Re. the gradient problem, my explanation is as follows:

  1. The code changes in the push do not reflect your test setup as I get different results
  2. In the pushed version the bug is that drawGradientHLine() and drawGradientVLine() functions must use:
    _tft->width()  not width()
    _tft->height() not height()

This is because TFT_eFEX is a different class. After this change my output is identical to yours. Though there are still some missing pixels.

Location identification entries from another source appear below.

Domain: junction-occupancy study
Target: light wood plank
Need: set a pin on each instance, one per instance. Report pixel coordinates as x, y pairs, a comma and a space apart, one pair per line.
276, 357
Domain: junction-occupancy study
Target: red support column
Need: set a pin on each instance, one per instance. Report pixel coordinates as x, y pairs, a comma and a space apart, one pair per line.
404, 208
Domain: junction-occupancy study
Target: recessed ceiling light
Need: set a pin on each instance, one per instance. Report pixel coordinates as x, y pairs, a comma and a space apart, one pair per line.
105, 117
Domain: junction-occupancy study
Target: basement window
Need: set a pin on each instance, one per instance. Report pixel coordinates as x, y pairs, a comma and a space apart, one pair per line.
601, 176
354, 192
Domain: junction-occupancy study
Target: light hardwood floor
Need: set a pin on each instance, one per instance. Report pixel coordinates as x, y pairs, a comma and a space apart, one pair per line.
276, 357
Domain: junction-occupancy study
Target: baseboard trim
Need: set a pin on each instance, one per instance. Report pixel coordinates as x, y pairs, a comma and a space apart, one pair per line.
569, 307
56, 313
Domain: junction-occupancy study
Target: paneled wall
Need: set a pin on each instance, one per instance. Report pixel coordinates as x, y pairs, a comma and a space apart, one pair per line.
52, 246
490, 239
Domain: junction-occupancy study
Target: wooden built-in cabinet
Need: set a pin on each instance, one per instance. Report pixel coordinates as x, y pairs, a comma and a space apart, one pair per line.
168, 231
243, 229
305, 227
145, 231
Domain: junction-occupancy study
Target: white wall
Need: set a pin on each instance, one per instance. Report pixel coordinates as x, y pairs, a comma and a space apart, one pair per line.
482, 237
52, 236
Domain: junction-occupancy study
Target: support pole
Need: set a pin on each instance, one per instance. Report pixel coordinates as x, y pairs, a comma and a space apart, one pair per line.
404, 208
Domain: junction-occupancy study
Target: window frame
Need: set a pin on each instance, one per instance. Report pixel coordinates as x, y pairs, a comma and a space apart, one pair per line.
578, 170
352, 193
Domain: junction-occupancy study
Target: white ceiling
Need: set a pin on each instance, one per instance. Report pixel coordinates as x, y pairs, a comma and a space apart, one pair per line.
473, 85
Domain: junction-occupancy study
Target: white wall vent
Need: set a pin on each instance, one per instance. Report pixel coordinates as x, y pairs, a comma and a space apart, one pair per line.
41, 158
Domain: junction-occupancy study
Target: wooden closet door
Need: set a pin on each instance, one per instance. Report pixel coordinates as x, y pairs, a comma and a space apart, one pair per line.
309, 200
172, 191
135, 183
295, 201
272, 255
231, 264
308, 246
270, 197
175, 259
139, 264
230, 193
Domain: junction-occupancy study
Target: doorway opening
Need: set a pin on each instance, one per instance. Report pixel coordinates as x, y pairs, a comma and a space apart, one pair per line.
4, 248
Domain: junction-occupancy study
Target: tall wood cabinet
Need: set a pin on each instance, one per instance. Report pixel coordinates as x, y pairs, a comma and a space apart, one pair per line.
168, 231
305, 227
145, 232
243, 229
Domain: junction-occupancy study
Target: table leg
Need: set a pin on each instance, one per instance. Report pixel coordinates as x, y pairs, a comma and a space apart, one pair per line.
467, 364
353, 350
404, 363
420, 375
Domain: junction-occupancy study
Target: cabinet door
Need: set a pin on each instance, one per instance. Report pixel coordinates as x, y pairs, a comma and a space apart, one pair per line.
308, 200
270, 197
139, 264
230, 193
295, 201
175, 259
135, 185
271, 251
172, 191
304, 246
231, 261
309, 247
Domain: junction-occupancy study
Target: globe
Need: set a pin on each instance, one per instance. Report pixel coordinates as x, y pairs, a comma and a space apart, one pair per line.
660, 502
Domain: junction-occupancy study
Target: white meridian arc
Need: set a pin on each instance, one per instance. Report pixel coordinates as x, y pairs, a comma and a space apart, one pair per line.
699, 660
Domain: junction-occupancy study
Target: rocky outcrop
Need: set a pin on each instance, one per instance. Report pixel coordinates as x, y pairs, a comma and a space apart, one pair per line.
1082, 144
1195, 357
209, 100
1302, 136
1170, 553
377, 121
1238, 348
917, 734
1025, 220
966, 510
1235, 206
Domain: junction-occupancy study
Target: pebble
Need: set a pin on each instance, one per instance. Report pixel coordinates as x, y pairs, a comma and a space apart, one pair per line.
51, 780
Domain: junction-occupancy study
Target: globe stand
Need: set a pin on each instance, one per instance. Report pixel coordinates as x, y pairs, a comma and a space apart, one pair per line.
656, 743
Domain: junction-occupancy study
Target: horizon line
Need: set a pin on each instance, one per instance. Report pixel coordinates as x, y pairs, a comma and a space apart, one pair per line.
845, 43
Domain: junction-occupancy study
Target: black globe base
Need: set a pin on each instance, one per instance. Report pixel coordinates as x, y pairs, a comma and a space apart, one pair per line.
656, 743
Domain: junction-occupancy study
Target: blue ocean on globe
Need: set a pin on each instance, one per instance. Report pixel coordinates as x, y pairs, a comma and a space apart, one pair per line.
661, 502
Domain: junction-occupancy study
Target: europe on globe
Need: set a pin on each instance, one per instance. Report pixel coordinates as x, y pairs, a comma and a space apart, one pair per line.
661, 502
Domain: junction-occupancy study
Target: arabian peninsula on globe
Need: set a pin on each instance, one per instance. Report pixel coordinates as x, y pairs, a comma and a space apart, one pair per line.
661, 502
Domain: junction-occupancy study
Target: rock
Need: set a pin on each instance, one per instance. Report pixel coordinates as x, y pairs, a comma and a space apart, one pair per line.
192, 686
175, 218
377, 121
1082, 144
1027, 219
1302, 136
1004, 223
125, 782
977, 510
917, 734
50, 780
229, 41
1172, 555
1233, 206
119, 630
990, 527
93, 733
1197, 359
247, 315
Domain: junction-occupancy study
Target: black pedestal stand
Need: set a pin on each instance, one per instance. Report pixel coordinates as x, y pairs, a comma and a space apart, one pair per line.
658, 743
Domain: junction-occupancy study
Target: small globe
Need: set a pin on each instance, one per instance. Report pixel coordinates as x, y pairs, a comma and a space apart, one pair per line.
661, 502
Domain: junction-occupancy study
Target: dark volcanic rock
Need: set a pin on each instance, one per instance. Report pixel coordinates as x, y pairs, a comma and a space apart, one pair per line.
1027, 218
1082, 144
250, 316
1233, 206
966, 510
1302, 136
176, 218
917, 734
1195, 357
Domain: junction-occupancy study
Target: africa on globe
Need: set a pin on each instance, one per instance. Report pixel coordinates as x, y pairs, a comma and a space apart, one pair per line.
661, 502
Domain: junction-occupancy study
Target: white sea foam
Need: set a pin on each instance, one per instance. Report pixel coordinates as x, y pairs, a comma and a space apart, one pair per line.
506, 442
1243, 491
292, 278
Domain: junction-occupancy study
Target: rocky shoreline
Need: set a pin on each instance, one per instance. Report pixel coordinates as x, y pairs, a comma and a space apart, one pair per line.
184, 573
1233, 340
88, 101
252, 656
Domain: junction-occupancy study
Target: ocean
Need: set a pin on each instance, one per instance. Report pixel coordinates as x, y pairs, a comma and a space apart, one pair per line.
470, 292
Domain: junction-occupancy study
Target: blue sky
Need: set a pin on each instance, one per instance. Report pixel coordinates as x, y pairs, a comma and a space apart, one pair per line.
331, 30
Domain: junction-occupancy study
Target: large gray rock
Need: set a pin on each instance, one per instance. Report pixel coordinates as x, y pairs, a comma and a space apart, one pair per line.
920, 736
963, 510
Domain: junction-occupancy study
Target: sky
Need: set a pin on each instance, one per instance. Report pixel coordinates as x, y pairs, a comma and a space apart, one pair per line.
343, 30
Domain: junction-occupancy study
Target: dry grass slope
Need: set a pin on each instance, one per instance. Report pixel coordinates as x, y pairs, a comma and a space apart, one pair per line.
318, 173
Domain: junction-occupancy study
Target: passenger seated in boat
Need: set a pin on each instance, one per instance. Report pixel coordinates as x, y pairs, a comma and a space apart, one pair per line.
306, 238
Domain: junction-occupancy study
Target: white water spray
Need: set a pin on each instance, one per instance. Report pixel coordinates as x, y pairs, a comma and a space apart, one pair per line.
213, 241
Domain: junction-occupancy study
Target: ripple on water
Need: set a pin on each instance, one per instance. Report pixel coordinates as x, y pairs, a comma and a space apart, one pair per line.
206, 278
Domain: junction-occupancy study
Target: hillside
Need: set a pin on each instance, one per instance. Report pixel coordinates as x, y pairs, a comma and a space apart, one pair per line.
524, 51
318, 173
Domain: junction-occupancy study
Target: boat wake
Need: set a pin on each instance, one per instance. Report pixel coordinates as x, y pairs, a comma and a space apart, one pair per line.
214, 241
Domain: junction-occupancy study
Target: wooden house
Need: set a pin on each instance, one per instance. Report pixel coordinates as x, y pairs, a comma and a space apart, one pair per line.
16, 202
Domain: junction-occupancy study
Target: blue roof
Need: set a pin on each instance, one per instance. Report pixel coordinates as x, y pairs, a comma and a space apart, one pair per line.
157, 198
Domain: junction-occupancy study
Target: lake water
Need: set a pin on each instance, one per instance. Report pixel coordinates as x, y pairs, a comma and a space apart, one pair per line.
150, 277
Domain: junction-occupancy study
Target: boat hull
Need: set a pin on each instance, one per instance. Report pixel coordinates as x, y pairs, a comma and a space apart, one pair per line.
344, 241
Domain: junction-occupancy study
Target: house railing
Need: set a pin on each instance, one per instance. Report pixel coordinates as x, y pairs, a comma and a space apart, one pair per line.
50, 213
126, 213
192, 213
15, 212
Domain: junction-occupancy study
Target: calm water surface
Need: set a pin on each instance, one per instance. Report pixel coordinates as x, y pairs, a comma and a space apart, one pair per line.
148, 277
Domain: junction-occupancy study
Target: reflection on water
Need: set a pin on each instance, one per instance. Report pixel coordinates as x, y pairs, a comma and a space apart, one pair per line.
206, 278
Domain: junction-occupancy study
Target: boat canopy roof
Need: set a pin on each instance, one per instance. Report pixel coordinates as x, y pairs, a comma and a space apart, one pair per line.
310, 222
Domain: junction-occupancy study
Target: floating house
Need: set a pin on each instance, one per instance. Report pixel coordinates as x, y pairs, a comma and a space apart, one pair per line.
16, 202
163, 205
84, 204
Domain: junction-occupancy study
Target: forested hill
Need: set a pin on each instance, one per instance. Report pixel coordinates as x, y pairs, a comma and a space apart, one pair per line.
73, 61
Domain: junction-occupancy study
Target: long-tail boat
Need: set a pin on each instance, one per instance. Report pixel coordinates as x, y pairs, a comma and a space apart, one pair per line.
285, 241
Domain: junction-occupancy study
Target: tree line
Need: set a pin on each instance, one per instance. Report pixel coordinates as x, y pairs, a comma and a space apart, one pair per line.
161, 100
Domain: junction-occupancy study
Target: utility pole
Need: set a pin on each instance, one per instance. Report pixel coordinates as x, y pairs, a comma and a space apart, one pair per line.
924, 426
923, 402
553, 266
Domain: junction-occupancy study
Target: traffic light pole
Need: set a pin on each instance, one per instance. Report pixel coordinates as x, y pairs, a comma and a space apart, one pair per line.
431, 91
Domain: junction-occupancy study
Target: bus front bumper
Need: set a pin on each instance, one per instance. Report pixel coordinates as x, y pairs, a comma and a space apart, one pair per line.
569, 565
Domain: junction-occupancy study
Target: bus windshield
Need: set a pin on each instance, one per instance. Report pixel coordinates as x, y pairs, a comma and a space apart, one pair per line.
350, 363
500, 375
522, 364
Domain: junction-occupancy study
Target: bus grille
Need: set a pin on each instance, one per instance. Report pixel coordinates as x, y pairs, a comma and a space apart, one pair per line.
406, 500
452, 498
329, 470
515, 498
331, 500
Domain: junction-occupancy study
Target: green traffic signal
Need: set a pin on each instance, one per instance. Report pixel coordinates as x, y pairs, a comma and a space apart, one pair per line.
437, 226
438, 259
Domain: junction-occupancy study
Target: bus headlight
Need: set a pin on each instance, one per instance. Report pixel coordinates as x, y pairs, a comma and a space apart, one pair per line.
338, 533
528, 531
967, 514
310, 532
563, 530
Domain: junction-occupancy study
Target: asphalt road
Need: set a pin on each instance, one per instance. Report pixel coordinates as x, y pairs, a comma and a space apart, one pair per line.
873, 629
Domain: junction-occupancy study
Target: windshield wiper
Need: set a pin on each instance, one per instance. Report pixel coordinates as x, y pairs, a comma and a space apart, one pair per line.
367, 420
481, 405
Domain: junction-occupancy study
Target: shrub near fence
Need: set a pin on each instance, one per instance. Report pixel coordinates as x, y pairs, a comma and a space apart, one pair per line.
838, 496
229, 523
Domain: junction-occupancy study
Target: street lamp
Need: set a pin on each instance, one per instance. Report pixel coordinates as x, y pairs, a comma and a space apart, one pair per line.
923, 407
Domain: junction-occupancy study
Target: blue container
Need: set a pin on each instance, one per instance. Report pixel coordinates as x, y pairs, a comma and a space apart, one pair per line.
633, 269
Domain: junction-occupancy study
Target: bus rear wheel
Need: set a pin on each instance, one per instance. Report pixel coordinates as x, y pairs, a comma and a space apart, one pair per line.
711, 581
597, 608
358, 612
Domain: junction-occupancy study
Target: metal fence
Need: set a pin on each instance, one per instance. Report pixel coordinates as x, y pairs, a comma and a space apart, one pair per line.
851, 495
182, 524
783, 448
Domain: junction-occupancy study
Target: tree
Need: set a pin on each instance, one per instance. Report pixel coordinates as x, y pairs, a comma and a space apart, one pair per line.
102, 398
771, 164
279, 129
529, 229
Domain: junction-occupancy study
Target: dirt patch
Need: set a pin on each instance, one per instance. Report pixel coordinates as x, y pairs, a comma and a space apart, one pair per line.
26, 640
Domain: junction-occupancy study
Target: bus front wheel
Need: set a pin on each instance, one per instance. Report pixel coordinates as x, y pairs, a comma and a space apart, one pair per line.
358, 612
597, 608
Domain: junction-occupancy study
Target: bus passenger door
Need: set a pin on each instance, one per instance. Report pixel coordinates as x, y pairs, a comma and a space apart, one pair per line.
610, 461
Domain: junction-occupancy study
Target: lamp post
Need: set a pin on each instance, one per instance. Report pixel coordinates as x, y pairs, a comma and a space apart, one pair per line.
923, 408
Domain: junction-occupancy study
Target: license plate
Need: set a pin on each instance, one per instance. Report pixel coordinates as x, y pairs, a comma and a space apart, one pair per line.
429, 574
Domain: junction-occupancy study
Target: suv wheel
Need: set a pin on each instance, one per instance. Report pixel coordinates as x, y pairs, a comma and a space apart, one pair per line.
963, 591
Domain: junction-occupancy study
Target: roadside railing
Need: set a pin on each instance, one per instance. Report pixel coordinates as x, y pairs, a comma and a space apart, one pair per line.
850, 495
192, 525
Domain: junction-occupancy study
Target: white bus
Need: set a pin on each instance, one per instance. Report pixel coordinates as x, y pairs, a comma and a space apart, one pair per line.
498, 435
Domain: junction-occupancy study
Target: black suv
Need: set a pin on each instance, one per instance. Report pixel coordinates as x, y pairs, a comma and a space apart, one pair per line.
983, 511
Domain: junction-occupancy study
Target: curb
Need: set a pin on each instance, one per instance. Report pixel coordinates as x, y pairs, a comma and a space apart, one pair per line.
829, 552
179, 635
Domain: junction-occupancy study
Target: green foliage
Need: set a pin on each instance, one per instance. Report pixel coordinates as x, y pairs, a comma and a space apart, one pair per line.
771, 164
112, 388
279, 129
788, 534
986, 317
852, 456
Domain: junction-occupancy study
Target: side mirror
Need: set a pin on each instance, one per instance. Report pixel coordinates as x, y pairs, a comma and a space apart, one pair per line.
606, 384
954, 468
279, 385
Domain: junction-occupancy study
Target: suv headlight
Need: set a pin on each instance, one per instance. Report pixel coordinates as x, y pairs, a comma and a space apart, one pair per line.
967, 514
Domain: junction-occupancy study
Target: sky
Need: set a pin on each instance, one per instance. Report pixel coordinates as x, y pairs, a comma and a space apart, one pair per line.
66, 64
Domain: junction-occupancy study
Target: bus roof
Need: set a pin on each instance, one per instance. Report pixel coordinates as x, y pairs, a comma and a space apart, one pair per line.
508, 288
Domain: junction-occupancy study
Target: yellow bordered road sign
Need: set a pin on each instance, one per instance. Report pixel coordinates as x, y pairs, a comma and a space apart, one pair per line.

Bodmer commented 4 years ago

I had a look at the code again, the reason for the missing pixels on the small circles is that you are using radial lines, It would be better to draw open (not filled) circles of the colour with a radial increment of 1. This may also be faster but you will need to create a simple sketch first to check if open circles leave any missing pixels. You can use the same linear interpolation method to derive the colour to use at any radius. If you draw large to small circles, you could use filled circles to guarantee no missing pixels and this may be faster than the line algorithm even though may more pixels get drawn. The advantage of the above is that calculations of the colour occur less often and the circle function from the TFT_eSPI library can be used directly. In the pie chart example I use radial triangles to avoid missing pixels but an algorithm for filled gradient triangles would be slightly trickier to implement due to the way the existing library algorithm works.